Sascoc takes on government in battle over troubled Free State sports body

David Isaacson Sports reporter
Jerry Segwaba is also president of the Free State Rugby Union.
Jerry Segwaba is also president of the Free State Rugby Union.
Image: Wessel Oosthuizen/Gallo Images

A battle for control of the Free State Sports Confederation (FSSC) is poised to play out in the CCMA arbitration of fired CEO Jerry Segwaba that is set to begin on Monday. 

Segwaba, also the president of the Free State rugby union, had his FSSC post terminated in late 2019. 

But last year the FSSC executive that pushed him out, headed by president Lucas Matobako, was itself dissolved by Free State sport MEC Limakatso Mahasa. 
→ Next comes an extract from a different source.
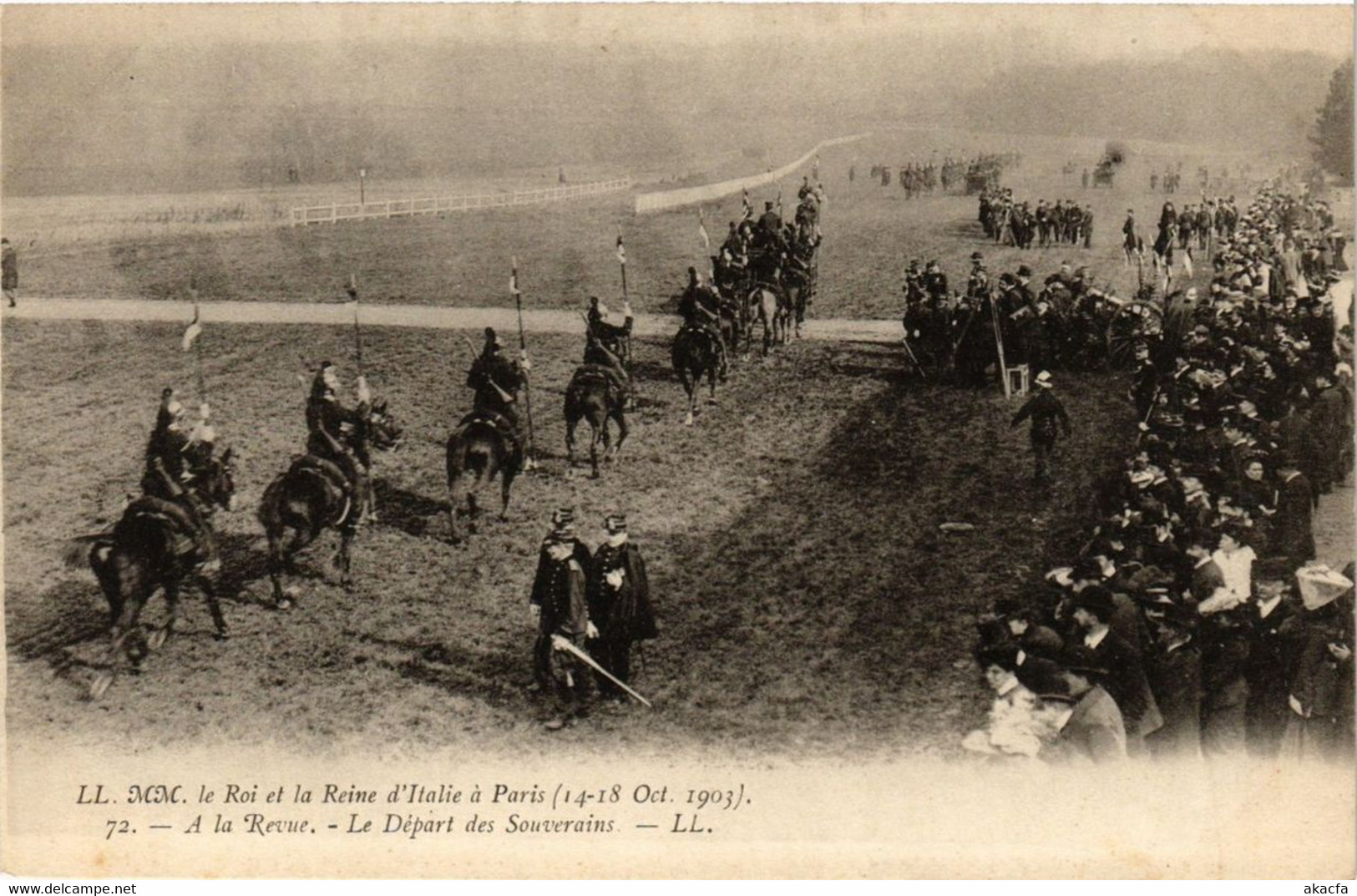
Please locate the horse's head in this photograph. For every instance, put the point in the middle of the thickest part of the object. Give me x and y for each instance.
(215, 482)
(383, 431)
The SA Sports Confederation and Olympic Committee (Sascoc) described the MEC's move as illegal, and president Barry Hendricks has said they would “engage on a political level” with Mahasa and national sport minister Nathi Mthethwa.

The nine provincial sports confederations also came out in support of their Free State counterpart, pointing out they were non-government organisations and beyond the jurisdiction of provincial governments. 

Damning management report

At the heart of the Segwaba CCMA case seems to be a 30-page management report by auditing firm Mazars which details a slew of corporate governance transgressions from 2013 to 2016, when Segwaba was both CEO and president. 

Segwaba told TimesLIVE that he was fired as retaliation for accusing Matobako of double-dipping on an expenses claim for a trip to a Sascoc meeting in February 2018. 

Matobako dismissed this as nothing more than an allegation. 

Segwaba also suggested Matobako shouldn’t absolve himself from the Mazars report because he was on the FSSC executive during the period under scrutiny. 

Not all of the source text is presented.